Chunking Strategies for LLM applications

In the context of building LLM-related applications, chunking is the process of breaking down large pieces of text into smaller segments. It’s an essential technique that helps optimize the relevance of the content we get back from a vector database once we use the LLM to embed content. In this blog post, we’ll explore if and how it helps improve efficiency and accuracy in LLM-related applications.

As we know, any content that we index in Pinecone needs to be embedded first. The main reason for chunking is to ensure we’re embedding a piece of content with as little noise as possible that is still semantically relevant.

This is a companion discussion topic for the original entry at
1 Like

I’ve built a “talk with your books” chatbot using this chunking approach and Pinecone. A fork of GitHub - mayooear/gpt4-pdf-chatbot-langchain: GPT4 & LangChain Chatbot for large PDF docs

A big problem here is that the bot cannot summarize a book or any large document because it only sees 1-2 chunks at a time.

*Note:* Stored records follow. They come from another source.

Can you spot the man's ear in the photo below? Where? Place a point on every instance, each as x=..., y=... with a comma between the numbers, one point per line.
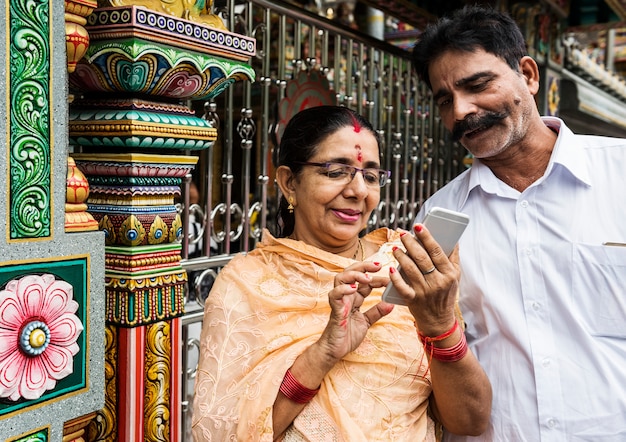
x=530, y=71
x=285, y=180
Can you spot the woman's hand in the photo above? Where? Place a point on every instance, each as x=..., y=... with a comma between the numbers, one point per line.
x=431, y=281
x=348, y=325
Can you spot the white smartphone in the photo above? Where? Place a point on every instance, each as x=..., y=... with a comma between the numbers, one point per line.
x=446, y=226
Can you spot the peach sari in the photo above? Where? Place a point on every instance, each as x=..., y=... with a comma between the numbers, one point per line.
x=265, y=309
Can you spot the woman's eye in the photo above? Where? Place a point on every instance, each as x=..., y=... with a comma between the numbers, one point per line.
x=371, y=177
x=337, y=173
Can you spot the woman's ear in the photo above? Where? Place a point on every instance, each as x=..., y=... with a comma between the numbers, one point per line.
x=530, y=71
x=285, y=180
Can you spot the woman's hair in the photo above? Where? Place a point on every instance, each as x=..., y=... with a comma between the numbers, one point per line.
x=468, y=29
x=299, y=142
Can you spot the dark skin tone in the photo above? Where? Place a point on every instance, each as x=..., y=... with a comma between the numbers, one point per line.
x=461, y=395
x=470, y=85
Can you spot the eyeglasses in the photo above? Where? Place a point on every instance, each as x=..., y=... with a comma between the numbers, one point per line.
x=344, y=174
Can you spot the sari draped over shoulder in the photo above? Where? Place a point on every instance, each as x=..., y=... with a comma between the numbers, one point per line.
x=265, y=309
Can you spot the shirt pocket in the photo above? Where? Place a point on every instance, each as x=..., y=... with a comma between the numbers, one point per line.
x=599, y=288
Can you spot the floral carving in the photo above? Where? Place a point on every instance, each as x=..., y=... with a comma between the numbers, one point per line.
x=38, y=333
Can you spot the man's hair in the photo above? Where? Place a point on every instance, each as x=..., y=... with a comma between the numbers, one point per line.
x=468, y=29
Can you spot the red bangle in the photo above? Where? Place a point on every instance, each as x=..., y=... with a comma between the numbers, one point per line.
x=442, y=336
x=450, y=354
x=295, y=391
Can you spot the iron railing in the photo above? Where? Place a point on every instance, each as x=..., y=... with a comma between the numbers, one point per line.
x=295, y=50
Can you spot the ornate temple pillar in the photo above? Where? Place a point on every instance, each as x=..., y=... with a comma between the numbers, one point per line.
x=137, y=139
x=52, y=266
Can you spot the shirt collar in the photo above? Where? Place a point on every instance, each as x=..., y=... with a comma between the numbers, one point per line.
x=568, y=152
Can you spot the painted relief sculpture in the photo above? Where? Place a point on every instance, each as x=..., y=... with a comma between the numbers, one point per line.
x=134, y=133
x=77, y=219
x=38, y=333
x=76, y=36
x=51, y=286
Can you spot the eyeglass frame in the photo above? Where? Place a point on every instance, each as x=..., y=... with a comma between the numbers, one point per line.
x=382, y=173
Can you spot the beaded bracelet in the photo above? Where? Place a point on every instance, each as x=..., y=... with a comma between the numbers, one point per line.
x=295, y=391
x=450, y=354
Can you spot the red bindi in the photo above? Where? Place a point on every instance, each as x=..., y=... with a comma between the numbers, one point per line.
x=356, y=124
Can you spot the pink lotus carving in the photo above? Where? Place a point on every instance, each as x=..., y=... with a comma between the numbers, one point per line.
x=38, y=333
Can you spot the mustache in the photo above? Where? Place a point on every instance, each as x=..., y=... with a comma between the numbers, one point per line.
x=473, y=123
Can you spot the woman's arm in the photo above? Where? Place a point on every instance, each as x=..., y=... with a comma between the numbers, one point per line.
x=346, y=329
x=462, y=395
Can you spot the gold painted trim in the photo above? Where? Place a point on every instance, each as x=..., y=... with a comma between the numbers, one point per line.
x=29, y=432
x=137, y=158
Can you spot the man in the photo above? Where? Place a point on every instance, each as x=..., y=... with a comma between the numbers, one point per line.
x=543, y=284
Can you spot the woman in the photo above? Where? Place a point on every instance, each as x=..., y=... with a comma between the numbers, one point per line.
x=296, y=343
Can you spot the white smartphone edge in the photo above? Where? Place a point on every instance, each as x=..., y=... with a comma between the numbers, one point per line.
x=446, y=226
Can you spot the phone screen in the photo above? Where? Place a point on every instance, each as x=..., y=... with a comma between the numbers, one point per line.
x=446, y=226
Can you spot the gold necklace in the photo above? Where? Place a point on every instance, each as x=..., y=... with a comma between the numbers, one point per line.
x=359, y=246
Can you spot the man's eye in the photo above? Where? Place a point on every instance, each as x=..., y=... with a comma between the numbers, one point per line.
x=477, y=87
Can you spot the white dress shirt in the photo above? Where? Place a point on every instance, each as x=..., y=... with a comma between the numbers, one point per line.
x=544, y=298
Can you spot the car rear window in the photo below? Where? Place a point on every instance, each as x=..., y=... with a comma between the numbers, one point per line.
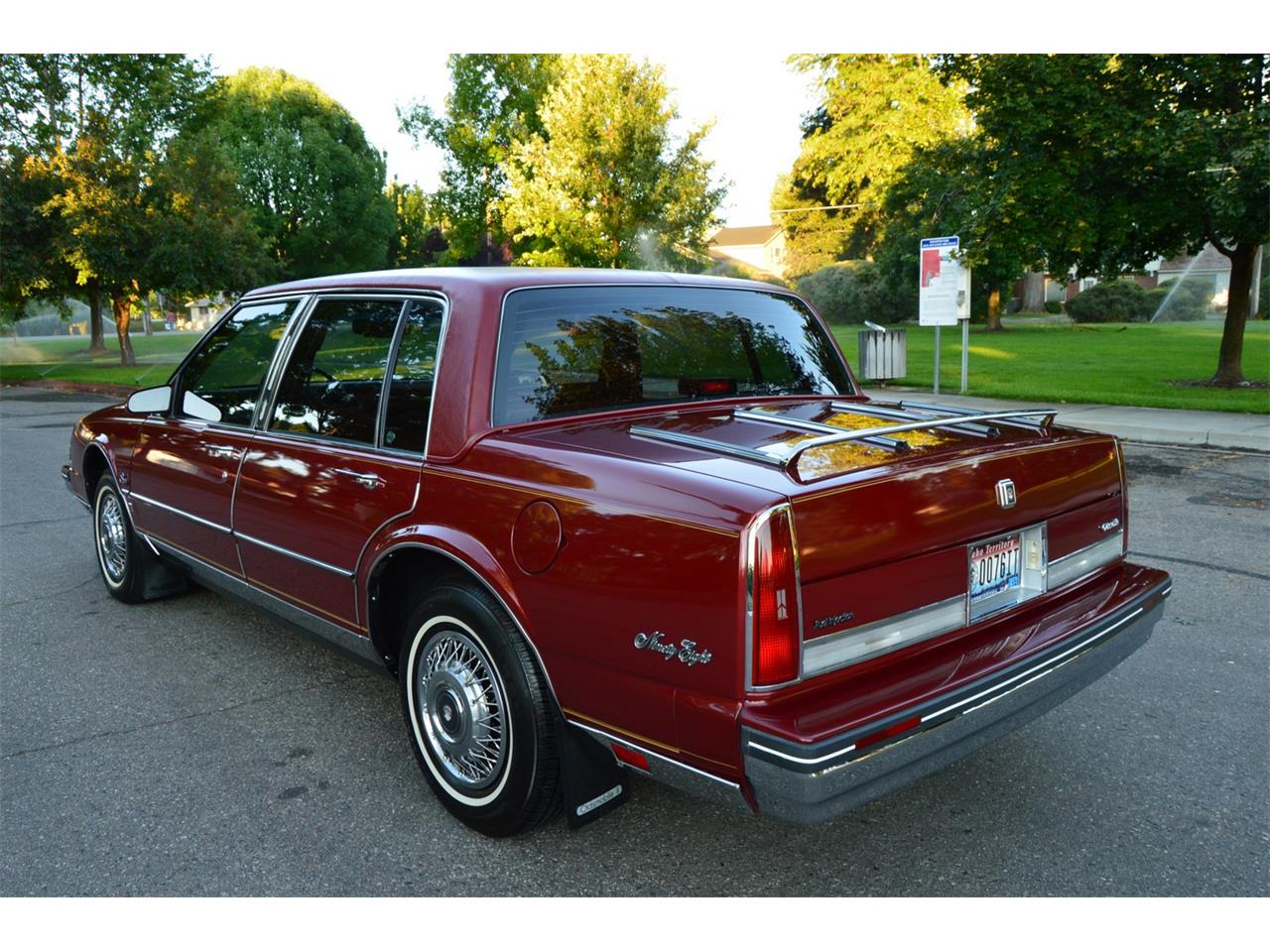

It can answer questions as long as the answer is fully contained inside a chunk, but not more than that. Are there any approaches to chunking that will allow a model to be able to “digest” a large document?


Hi, one way is to make smaller chunks and concatenate top-k before feeding them to the LLM. Even this approach is limited by the context length of the LLM. If the document is very large, I suppose currently the only method is to fine-tune the LLM on it.

1 Like

Thanks, both of those approaches sound good!

How do you think your model would perform with summarization instead of chunking?